The orthopedist has the role of consultant to determine the likelihood of technical success and the risks of replant versus simple closure of the wound.
Further, as a private individual, he has the right to choose whether or not to enter into a contract of service with a patient. Even if he concludes that replant might be in the patient’s interest risk/benefit wise, he is not under any servitude to provide this task for the patient. Like any businessman in america, the doc can choose any work he wishes, and turn down any he wishes so long as it is not because of membership in a protected group (sex, race, religion, etc.)

16 Anonymous July 11, 2007 at 7:20 pm

But the Emergency Physician was found negligent?

If the orthopedic surgeon chose not to reimplant because the person was a poor risk for surgery because of general medical condition, then the whole thing does not make sense.
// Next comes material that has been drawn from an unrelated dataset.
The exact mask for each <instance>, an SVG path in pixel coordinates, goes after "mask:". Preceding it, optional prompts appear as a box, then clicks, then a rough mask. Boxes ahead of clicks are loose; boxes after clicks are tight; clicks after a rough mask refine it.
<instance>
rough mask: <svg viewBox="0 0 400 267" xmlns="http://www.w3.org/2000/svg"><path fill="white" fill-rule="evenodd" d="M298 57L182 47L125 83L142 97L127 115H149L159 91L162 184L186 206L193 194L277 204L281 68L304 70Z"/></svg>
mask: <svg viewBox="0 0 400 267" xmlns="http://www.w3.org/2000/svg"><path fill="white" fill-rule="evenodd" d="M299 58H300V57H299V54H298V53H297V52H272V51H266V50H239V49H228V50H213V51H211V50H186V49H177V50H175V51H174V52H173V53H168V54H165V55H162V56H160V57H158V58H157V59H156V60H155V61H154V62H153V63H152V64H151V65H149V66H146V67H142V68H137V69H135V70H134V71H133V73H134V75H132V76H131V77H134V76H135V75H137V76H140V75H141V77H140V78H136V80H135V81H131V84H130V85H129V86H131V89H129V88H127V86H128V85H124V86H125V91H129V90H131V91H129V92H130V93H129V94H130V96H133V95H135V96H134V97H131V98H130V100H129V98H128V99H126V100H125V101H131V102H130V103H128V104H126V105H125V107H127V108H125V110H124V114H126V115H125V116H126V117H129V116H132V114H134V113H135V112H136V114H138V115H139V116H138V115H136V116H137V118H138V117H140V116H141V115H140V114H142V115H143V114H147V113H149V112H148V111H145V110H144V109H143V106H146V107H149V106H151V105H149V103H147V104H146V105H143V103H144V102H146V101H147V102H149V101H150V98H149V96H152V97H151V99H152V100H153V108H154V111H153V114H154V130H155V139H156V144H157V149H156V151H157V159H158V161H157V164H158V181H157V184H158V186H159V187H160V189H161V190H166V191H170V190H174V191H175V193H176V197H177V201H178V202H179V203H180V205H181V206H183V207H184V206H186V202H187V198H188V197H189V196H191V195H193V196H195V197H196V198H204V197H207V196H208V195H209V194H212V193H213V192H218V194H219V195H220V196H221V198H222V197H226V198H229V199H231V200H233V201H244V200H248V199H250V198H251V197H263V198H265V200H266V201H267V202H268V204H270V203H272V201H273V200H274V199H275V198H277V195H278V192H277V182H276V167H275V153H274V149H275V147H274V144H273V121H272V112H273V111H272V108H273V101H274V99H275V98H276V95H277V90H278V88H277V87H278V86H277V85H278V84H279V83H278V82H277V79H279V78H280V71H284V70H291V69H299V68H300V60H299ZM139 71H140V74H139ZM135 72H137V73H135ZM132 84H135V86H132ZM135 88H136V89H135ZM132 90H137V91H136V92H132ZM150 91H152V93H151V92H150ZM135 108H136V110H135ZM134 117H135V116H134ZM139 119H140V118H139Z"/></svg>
No negligence as far as I can tell.

If the orthopedic surgeon chose not to reimplant because too much time had passed since the injury, then I could see the argument for negligence if there was a delay consulting orthopedics.

17 Dainius July 12, 2007 at 9:56 am

Although not this case, I was asked whether other circumstances in the Emergency Department could theoretically affect the outcome, and whether liability could be transferred to the hospital, rather than the physician, for inadequate staffing if there were too many critical patients to handle.

The standard of care for the physician is not “perfect” or “ideal” care. The standard of care is what a reasonable physician would have done under the circumstances. This takes into account the circumstances of the Emergency Department at the time, such as the number of critical patients present. In some instances the physician-in-charge may have control over those circumstances and sometimes the circumstances will be out of the physician’s control.

If, for instance, a physician during a natural disaster or large-scale terrorist attack is faced with an unexpectedly high number of critical patients, the physician would be required to use the disaster guidelines to triage those patients. Patients whose lives are at stake, and have a reasonable chance of recovery, may take priority over patients whose limbs are at stake. In such a case, the reasonable physician may be required to attend to life-threatening injuries over strictly limb-threatening injuries. On the other hand, if the circumstances are not so dire and there are mechanisms in place to contact backup physicians or divert patients to other hospitals, it may be the physician-in-charge who is liable.

The question of transfer of liability to the hospital is more difficult. In general, an employer is liable for an employee’s negligence or carelessness under the doctrine of respondeat superior. This doctrine assigns ultimate liability to an employer for damage caused by an employee’s carelessness. The relationship between doctors and hospitals, however, does not always fit so easily into the employer-employee relationship. Depending on the situation, the doctor may be considered more of an independent contractor to the hospital. Nevertheless, a hospital may be accountable for circumstances that lead to patient injury outside of the physician’s control, such as inadequate staffing, inadequate supply of medications, or carelessness of ancillary staff hired by the hospital, such as technicians.